= Domingo de Vico =

Spanish Dominican friar

Domingo de Vico was a Spanish Dominican friar during the Spanish conquest of Chiapas and the conquest of Guatemala in the 16th century. He was originally from Jaén. Chronicler Antonio de Remesal recorded that de Vico studied theology in Úbeda and finished his studies in the San Esteban convent in Salamanca.

Domingo de Vico set out from Spain on 9 July 1544 with a group led by Bartolomé de las Casas in an effort to enforce the New Laws that had been issued in 1542 to protect the indigenous inhabitants of the Spanish colonies from overexploitation by the encomenderos.

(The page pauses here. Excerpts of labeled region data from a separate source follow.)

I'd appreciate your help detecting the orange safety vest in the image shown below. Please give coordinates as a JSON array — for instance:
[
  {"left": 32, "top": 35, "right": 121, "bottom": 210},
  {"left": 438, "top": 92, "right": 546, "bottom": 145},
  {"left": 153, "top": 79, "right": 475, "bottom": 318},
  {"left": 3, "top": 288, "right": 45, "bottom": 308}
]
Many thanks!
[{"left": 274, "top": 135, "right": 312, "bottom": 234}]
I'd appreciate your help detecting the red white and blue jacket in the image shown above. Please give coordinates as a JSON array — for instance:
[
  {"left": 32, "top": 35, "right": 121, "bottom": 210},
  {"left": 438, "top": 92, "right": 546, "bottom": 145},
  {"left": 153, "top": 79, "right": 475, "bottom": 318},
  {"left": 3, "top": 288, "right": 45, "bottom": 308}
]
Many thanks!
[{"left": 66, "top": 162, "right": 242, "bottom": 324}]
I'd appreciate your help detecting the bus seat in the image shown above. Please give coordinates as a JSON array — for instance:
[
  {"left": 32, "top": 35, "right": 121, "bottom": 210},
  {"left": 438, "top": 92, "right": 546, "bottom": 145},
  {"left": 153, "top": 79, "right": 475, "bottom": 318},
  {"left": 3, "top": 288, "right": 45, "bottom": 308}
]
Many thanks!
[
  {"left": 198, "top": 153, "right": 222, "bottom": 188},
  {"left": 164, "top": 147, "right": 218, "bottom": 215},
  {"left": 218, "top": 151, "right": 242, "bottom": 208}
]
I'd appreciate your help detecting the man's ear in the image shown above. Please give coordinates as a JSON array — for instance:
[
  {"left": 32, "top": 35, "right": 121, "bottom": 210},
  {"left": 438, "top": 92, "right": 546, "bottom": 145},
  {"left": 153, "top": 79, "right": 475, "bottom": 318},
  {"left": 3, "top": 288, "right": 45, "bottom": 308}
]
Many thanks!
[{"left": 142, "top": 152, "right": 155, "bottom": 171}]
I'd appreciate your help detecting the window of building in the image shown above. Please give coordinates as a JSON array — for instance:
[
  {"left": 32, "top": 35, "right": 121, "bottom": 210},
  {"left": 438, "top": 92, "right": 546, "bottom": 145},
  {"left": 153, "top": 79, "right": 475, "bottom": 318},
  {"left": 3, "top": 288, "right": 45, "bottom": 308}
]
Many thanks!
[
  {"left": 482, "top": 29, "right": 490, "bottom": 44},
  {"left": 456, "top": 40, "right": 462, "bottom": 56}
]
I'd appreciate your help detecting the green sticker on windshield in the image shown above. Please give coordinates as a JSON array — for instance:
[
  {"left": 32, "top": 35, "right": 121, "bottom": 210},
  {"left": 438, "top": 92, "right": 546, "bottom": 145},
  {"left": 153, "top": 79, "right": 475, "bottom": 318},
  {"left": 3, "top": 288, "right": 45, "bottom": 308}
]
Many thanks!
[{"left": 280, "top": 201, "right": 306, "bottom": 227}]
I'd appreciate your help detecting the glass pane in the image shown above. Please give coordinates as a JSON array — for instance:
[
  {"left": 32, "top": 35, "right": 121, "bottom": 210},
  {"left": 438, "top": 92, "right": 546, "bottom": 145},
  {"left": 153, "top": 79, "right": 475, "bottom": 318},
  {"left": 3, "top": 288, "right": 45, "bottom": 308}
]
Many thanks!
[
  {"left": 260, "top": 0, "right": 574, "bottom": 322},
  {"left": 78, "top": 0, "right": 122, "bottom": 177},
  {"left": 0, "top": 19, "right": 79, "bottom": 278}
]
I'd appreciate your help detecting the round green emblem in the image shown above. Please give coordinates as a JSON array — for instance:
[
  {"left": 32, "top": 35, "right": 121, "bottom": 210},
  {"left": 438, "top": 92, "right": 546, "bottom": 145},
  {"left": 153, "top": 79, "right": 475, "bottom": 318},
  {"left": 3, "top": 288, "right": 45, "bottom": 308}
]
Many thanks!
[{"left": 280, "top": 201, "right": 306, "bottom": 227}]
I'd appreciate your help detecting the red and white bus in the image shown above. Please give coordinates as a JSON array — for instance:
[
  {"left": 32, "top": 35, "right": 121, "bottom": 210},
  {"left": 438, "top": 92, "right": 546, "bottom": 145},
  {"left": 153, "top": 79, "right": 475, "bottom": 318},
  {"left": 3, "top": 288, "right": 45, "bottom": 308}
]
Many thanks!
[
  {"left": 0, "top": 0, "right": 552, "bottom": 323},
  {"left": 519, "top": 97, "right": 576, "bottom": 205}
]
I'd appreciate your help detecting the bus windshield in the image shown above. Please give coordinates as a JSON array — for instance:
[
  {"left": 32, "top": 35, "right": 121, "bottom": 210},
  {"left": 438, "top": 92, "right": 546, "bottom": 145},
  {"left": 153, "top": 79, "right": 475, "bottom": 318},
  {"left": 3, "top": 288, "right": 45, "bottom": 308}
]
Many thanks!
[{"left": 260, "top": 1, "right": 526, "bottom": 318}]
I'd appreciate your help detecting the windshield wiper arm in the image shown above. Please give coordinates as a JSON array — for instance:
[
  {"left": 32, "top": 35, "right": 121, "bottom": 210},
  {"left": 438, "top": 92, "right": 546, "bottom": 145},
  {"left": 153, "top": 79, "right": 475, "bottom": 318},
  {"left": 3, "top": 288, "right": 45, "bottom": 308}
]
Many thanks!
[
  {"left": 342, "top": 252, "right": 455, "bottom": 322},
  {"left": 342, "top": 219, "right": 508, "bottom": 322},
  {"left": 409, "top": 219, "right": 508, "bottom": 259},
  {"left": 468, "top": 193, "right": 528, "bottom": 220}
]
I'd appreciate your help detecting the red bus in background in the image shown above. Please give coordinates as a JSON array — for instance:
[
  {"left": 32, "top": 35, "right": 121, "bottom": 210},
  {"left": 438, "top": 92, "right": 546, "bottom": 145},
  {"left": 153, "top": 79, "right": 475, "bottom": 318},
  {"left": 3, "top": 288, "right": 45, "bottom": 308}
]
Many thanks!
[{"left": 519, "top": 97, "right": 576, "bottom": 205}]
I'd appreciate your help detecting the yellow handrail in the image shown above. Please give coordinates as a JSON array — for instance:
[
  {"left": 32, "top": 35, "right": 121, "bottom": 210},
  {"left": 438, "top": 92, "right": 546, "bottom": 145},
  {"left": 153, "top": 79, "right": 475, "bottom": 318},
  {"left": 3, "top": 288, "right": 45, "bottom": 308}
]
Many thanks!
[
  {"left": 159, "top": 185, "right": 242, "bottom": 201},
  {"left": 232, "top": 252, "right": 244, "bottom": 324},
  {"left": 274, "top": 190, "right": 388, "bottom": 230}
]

De Vico was the prior of Cobán from 1554 until his death in 1555. He was charged with the evangelisation of the Lakandon and Acala Ch'ol in the unconquered area that was then referred to by the Spanish as the Tierra de Guerra ("Land of War"), and also as Verapaz.

==Works==
In 1544, Francisco Marroquín, bishop of Guatemala, charged Domingo de Vico with producing a treatise upon Indian idolatry. The work contained instructions to Dominicans upon how to use indigenous beliefs in their sermons in Chiapas and Guatemala. It was entitled Tratado de ídolos ("Treatment of Idols"). His best known written work is his Theologia Indorum, of which eleven copies survive, divided between the Bibliothèque nationale in Paris (5 copies) and the Firestone Library of Princeton University, New Jersey (6 copies). Among the copies in France are translations made in the Tzutuhil, Kʼicheʼ and Kaqchikel languages. During his short time in Guatemala before his death, he is believed to have compiled the Vocabulario de la lengua cakchiquel ("Vocabulary of the Kaqchikel language"). De Vico learnt the Ch’ol language and was able to preach to the Lakandon and Acala in their own language.

De Vico wrote some religious poems in Kaqchikel upon the Acts of the Apostles and the Passion of Christ. A work entitled Los Proverbios de Salomón, las Epístolas y los Evangelios de todo el año, en lengua mexicana ("The Proverbs of Solomon, the Epistles and Gospels for the whole year, in the Mexican tongue") was prevented from being published by the Spanish Inquisition.

==Death==
In 1555, Domingo de Vico and his companion Andrés López were killed by the Acala and their Lakandon allies. De Vico, who had established a small missionary church in San Marcos (in what is now Alta Verapaz, Guatemala), had offended the local Maya ruler by repeatedly scolding him for taking several wives. The indigenous leader shot the friar through the throat with an arrow; the angry natives then sacrificed him by cutting open his chest and extracting his heart. His corpse was then decapitated; the natives carried off his head as a trophy, which was never recovered by the Spanish. In retaliation, the Spanish rounded up 260 Ch'ol in 1559, hanged 80 and branded the rest as slaves.